We left the house Saturday at 4:30 a.m. and walked through the pitch-black quiet to Armature Works. It’s only a 15-minute walk, but I dreaded being late. Premier League Mornings Live, the NBC soccer fanfest, came to Tampa last weekend, and I knew from experience in Orlando that the crowds would be a zoo.
We walked down from Riverside Heights, crossing North Boulevard where the crab shack used to be and passing the new roundabout at the Hillsborough River bridge. My wife, Sue, makes this predawn trek every day, watching a fast-growing downtown rouse from its slumber. As we neared Armature, the streets suddenly came alive. SUVs, trucks, police cars and Ubers spilled onto Palm Avenue from every direction. Fans decked in team kits hustled across the parking lots toward the corrals. We got lucky and queued near the front. A woman alongside me in a Liverpool jersey played Wordle on her phone. Drones hummed overhead. Two teens behind me war-gamed what the final league standings might be.
With 90 minutes to kill before the gates opened, I had to wonder: Who are these people, and why are so many here to celebrate a soccer league that plays on another continent?
Growing up in Tampa in the 1960s and 70s, soccer wasn’t a thing. Tampa was a baseball town for boys; the bigger kids played football. I switched to soccer after breaking my thumb catching a fastball in Little League. It was a second-class sport then, foreign and weird, something for runts and misfits. Your coach was a dad who never played the game.
Our youth league in Temple Terrace was penny-wise and makeshift. We practiced in the evenings in open spaces at local parks, using pine trees as sidelines and traffic cones for goals. Substitutes borrowed a starter’s shin guards. Parents pitched in to pay the referees. On many game days, we chalked our own fields. They were “fields” only in the aspirational sense; most were sandlots and full of spurs, or soaked pasture in Brandon and Odessa. High school soccer was no more glamorous; at Tampa Catholic, we broke into the football lockers for gauze, scissors and tape. We were canaries in a backbench sport. And now thousands are swarming Tampa’s downtown waterfront for a telecast of English soccer?
Thank the Tampa Bay Rowdies for building a fan base for soccer here, for starting the youth camps and clinics in the mid-1970s and getting the sport ingrained in our schools. That was a long slog by a committed few that paid off, and now our region has two professional soccer teams.
Tampa, too, has changed enormously over the years, including — coincidentally — over the very ground I stood on Saturday. From the corrals at Armature, I looked north across the parking lots to Palm. As kids, my brother, Jim, and I would mow many of these fields, vacant properties, dead ends of a dead downtown. We had a routine: I manned the brush mower, and Jim walked in front, poking the ground with a spade to make sure no one was asleep in the grass. It was a solitary and creepy place even in the middle of the day.

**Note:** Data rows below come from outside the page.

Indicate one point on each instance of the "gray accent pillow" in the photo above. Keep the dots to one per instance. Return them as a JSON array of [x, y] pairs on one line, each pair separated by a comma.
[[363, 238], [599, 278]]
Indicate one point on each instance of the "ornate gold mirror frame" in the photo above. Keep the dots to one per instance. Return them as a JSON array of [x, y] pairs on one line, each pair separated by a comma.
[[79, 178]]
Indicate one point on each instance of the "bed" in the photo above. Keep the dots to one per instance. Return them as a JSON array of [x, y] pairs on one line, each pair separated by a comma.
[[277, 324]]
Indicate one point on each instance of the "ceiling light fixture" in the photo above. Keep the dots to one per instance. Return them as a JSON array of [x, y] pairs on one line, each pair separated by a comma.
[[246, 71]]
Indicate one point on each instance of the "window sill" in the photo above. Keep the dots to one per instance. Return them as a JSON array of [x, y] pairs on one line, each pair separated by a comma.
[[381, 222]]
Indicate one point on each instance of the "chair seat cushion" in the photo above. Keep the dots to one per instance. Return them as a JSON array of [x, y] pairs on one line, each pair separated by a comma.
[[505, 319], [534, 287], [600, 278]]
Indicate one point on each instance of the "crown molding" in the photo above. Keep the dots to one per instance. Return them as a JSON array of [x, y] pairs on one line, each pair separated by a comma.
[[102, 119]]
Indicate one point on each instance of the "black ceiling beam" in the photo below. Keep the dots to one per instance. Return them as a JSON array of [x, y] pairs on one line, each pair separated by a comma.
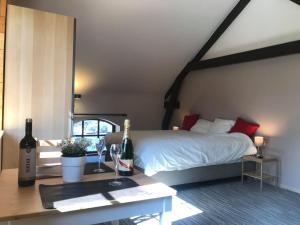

As the decades passed, the downtown bustle pushed north, and the old trolley barn at Armature became Tampa’s next big thing. Those weeded lots choked with abandoned sofas, gin bottles and snakes transformed into places we know today as Rocca, Strandhill Public and Rejuv Aveda Salon.
It was almost 6:30 a.m., showtime, and we all inched forward in the corrals. Camera crews blanketed the crowd with floodlights, drawing shouts and screams, as fans jostled to give their teams face time with an American audience. From The Palm apartments, on Ola Avenue, a block away, a group of 20-something runners trotted by, slowing to check out the commotion. It was a meeting of two worlds that nobody back then might have imagined crossing paths. Now it’s more part of Tampa’s everyday living.